O fato de Montevidéu não ter ainda iniciado tais negociações com Washington – o país apenas assinará um tratado de promoção de investimentos e de preferências nesta semana – afastou o dilema de repensar o Mercosul, por enquanto. Mas essa tarefa espera os sócios do bloco assim que for concluído o trabalho de análise do pedido de adesão plena da Bolívia. O governo Evo Morales exige duas condições – a de não aderir à Tarifa Externa Comum (TEC), a peça vital do Mercosul como união aduaneira, e a de manter a Bolívia na Comunidade Andina de Nações (CAN), que conta com uma agenda própria de negociações comerciais.
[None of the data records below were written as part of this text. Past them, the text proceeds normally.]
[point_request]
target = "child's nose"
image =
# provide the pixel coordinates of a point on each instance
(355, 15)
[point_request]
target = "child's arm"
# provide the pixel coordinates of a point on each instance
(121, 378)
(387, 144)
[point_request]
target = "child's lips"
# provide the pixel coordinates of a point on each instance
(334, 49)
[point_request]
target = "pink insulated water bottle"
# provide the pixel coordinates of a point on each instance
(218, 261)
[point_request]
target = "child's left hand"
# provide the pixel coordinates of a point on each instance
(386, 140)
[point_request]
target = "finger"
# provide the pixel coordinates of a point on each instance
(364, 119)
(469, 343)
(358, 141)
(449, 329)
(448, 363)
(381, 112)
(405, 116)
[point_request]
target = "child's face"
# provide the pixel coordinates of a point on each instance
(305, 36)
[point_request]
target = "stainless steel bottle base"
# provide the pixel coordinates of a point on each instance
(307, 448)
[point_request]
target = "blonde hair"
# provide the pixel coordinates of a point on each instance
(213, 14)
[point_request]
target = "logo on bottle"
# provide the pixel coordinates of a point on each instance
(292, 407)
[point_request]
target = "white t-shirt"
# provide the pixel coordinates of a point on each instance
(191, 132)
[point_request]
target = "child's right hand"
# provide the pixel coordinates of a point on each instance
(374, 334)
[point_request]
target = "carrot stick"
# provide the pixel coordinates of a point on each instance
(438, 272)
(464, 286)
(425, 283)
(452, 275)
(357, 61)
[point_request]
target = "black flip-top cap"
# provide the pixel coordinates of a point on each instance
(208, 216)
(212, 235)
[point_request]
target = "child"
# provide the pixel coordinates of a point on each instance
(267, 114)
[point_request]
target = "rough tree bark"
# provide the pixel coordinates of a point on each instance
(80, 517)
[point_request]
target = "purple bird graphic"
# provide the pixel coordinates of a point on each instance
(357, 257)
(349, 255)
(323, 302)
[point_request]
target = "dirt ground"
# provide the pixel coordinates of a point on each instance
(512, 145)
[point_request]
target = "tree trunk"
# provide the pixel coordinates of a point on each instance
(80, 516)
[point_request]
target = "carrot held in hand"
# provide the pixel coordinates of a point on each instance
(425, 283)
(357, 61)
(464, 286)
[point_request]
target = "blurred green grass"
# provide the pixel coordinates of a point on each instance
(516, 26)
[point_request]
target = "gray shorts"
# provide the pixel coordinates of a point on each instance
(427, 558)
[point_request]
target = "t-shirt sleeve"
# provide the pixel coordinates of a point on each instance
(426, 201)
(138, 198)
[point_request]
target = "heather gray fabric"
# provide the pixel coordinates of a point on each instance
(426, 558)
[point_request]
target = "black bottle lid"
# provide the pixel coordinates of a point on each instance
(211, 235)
Esse dilema tem, em princípio, prazo para ser encarado. Se não em meados de julho, terá de ser obrigatoriamente em meados de dezembro deste ano. Em ambos os casos, o processo estará nas mãos da presidência temporária dos sócios menores, o Paraguai e o Uruguai, que estão amplamente interessados na ?flexibilização? dos compromissos da união aduaneira. O governo brasileiro apadrinha a iniciativa de adesão plena, a qualquer custo, da Bolívia por entendê-la um objetivo geopolítico de forçar a estabilização do vizinho. Com Venezuela de Hugo Chávez empenhada em trazer La Paz para o Mercosul, restaria novamente à Argentina a tarefa de ponderar e travar o consenso.
O Mercosul que emergiu da 32.ª Reunião de Cúpula criou o Instituto Social e o Observatório da Democracia, em um esforço limitado de executar uma reforma social na região e de reafirmar os compromissos de seus membros – sobretudo a Venezuela – com a solidez das instituições políticas. Também efetivou a instalação em dezembro passado, do Parlamento do Mercosul, sem lhe conferir funções legislativas. Por fim, tentou-se dar mais agilidade à estrutura do Tribunal Permanente de Revisão, órgão que rejeita a arbitragem de casos emblemáticos devido à ausência de normas comuns sobre temas como investimentos e medidas de defesa comercial.
Os dilemas essenciais do bloco, que o tornam cada vez mais frágil e que geram constantes conflitos entre seus sócios, restaram sobre a mesa e serão negociados sem prazo. Salvo as questões ligadas ao grau mais modesto de desenvolvimento econômico do Paraguai e do Uruguai, que não receberam nenhum sinal de alívio no encontro do Rio, as questões vinculadas à consolidação do Mercosul como área de livre comércio e união aduaneira foram apontadas nos últimos tópicos da declaração final dos presidentes.
Prioridade no Objetivo 2006, um plano para fortalecer o Mercosul apresentado pelo presidente Luiz Inácio Lula da Silva em junho de 2006 e que caiu no esquecimento, a eliminação da dupla cobrança da TEC nas transações de bens entre os sócios continuará em discussão em 2007. O Código Aduaneiro do Mercosul e a criação de regimes especiais comuns para a importação tampouco foram finalizados nesse mesmo prazo e seguem na agenda negociadora.